Rebecca Tardif, the mother, and Sean Tardif, the father, appeal from a jury verdict terminating their parental rights. We affirm in part, reverse in part, and remand.

Facts

In 1997, while Sean and Rebecca were living in Corpus Christi, Texas, the Texas Department of Protective and Regulatory Services (TDPRS) was informed that Sean had abused T.T., the couple's first baby, by (1) wrapping her legs with an ace bandage on one occasion and (2) holding her upside down on another occasion. Later, TDPRS was informed that Sean had bruised T.T.'s legs, and Rebecca reported that Sean had squeezed T.T.'s foot to stop her from crawling away. Rebecca then told Sean to leave the family until he got help. TDPRS required both parents to attend counseling *358 and admits that the Tardifs participated in all the services required of them by TDPRS.

In Galveston, Texas in September 1998, TDPRS investigated the broken leg and ribs of K.T., the couple's second baby, and immediately took custody of the children. In an effort to explain K.T.'s injuries, the parents had the baby tested for brittle bone disease, but they received negative results about one month before trial. At the time of trial, in October 1999, Rebecca, who was eight months pregnant, had completed all of TDPRS's requirements to regain custody, except to leave Sean.

TDPRS's witnesses testified Rebecca knew of Sean's abuse, but either denied it or did not remove her children or herself from it. Rebecca testified she was willing to divorce Sean in order to keep her children, but she had not done so only because she was (1) unemployed, (2) poor, (3) waiting for the results of the bone-density test, and (4) pregnant.[1] During trial, Sean admitted endangering the children. Both Sean and Rebecca testified that they were willing to leave each other to preserve Rebecca's parental rights and evidence indicated that was acceptable to TDPRS until shortly before trial. Criminal charges for child abuse were pending against Sean at the time of trial.

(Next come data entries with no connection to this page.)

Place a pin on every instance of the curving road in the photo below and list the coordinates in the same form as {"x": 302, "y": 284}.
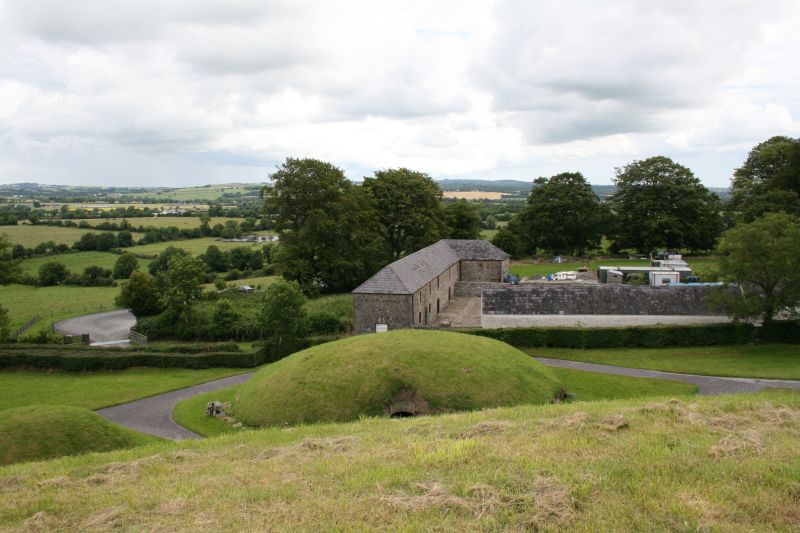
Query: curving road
{"x": 153, "y": 415}
{"x": 108, "y": 327}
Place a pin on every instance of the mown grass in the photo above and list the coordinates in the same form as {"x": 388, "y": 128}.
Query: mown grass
{"x": 29, "y": 235}
{"x": 775, "y": 361}
{"x": 98, "y": 389}
{"x": 526, "y": 269}
{"x": 587, "y": 386}
{"x": 54, "y": 303}
{"x": 355, "y": 376}
{"x": 76, "y": 262}
{"x": 726, "y": 463}
{"x": 39, "y": 432}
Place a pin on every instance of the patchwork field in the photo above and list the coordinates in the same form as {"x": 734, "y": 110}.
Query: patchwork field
{"x": 29, "y": 235}
{"x": 193, "y": 246}
{"x": 728, "y": 463}
{"x": 76, "y": 262}
{"x": 161, "y": 222}
{"x": 54, "y": 303}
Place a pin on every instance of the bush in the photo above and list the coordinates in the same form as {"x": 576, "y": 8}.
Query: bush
{"x": 634, "y": 337}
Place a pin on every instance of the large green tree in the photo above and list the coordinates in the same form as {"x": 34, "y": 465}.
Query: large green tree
{"x": 769, "y": 180}
{"x": 9, "y": 265}
{"x": 762, "y": 257}
{"x": 282, "y": 317}
{"x": 661, "y": 204}
{"x": 463, "y": 220}
{"x": 564, "y": 215}
{"x": 141, "y": 295}
{"x": 409, "y": 209}
{"x": 330, "y": 235}
{"x": 183, "y": 284}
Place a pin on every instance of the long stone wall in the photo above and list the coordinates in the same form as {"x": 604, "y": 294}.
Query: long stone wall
{"x": 596, "y": 299}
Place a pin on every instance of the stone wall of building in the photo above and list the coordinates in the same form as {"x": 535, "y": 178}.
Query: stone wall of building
{"x": 596, "y": 299}
{"x": 434, "y": 297}
{"x": 484, "y": 270}
{"x": 391, "y": 309}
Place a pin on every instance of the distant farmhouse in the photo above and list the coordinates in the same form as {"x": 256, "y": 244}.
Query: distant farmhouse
{"x": 462, "y": 284}
{"x": 412, "y": 291}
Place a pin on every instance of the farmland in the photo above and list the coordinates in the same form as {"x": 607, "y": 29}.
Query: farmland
{"x": 160, "y": 222}
{"x": 54, "y": 303}
{"x": 76, "y": 262}
{"x": 29, "y": 236}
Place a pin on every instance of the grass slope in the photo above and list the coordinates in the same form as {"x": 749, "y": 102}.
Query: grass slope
{"x": 54, "y": 303}
{"x": 98, "y": 389}
{"x": 361, "y": 375}
{"x": 775, "y": 361}
{"x": 40, "y": 432}
{"x": 588, "y": 386}
{"x": 726, "y": 463}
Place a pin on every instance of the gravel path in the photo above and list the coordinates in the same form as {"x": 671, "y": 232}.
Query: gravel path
{"x": 708, "y": 385}
{"x": 153, "y": 415}
{"x": 101, "y": 327}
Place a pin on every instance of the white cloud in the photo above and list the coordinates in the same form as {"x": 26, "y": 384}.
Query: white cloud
{"x": 178, "y": 91}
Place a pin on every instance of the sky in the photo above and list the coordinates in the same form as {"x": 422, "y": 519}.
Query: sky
{"x": 189, "y": 92}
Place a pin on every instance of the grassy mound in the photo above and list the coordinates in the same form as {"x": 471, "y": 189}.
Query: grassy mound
{"x": 46, "y": 431}
{"x": 437, "y": 371}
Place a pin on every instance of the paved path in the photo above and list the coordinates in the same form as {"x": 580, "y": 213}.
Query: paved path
{"x": 101, "y": 327}
{"x": 709, "y": 385}
{"x": 153, "y": 415}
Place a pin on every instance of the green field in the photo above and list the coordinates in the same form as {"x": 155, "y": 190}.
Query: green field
{"x": 161, "y": 222}
{"x": 29, "y": 236}
{"x": 775, "y": 361}
{"x": 54, "y": 303}
{"x": 193, "y": 246}
{"x": 588, "y": 386}
{"x": 93, "y": 390}
{"x": 527, "y": 269}
{"x": 76, "y": 262}
{"x": 39, "y": 432}
{"x": 206, "y": 194}
{"x": 724, "y": 463}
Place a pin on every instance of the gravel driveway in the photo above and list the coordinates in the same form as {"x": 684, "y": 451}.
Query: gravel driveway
{"x": 707, "y": 385}
{"x": 101, "y": 327}
{"x": 153, "y": 415}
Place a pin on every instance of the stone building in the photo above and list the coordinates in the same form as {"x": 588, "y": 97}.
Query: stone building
{"x": 412, "y": 291}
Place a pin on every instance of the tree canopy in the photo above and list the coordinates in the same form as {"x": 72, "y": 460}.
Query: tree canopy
{"x": 408, "y": 208}
{"x": 661, "y": 204}
{"x": 564, "y": 215}
{"x": 330, "y": 235}
{"x": 769, "y": 179}
{"x": 763, "y": 258}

Temporary Order Incorporating Mediator's Report

In part of Rebecca's first issue and Sean's third and fourth issues, they contend the trial judge's temporary order in this case, which was admitted in evidence upon final trial, was inadmissible hearsay and was an improper comment on the weight of the evidence. We agree.

The temporary order contained the following findings made earlier in this case by the same judge who had presided at trial:

The Court specifically finds and all parties agree that the following orders for the safety and welfare of the children are in the best interest of the children.

The Court finds pursuant to Tex.Fam. Code Sec. 262.201:

(1) there was a danger to the physical health or safety of the children which was caused by an act or failure to act of the person(s) entitled to possession and for the children to remain in the home is contrary to the welfare of the children;
(2) the urgent need for protection required the immediate removal of the children and makes efforts to eliminate or prevent the children's removal impossible or unreasonable; and
(3) notwithstanding reasonable efforts to eliminate the need for the children's removal and enable the children to return home, there is a substantial risk of a continuing danger if the children are returned home.

Thus, the jury was told that the judge had already determined that Rebecca and Sean had endangered the children and that the judge had removed the children from their possession. These findings closely resembled the questions the jury had to answer, i.e., (1) whether Sean and Rebecca had knowingly allowed the children to remain in conditions that endangered the children's physical or emotional well-being, (2) whether Sean and Rebecca had engaged in conduct that endangered the children's well-being, and (3) whether termination was in the children's best interest. See TEX.FAM.CODE ANN. §§ 161.001(1)(D), (E), (2) (Vernon Supp.2001).

The temporary order was hearsay because it was "a statement, other than one made by the declarant while testifying at the trial or hearing, offered in evidence to prove the truth of the matter asserted." TEX.R.EVID. 801(d). The declarant was the judge. A judge is prohibited from testifying *359 at the trial she presides over, and the prohibition is so strong that no objection is needed to preserve the error. TEX.R.EVID. 605.[2] The effect of admitting the judge's written statements in the order was the same as if the judge had violated Rule 605 by testifying to those statements.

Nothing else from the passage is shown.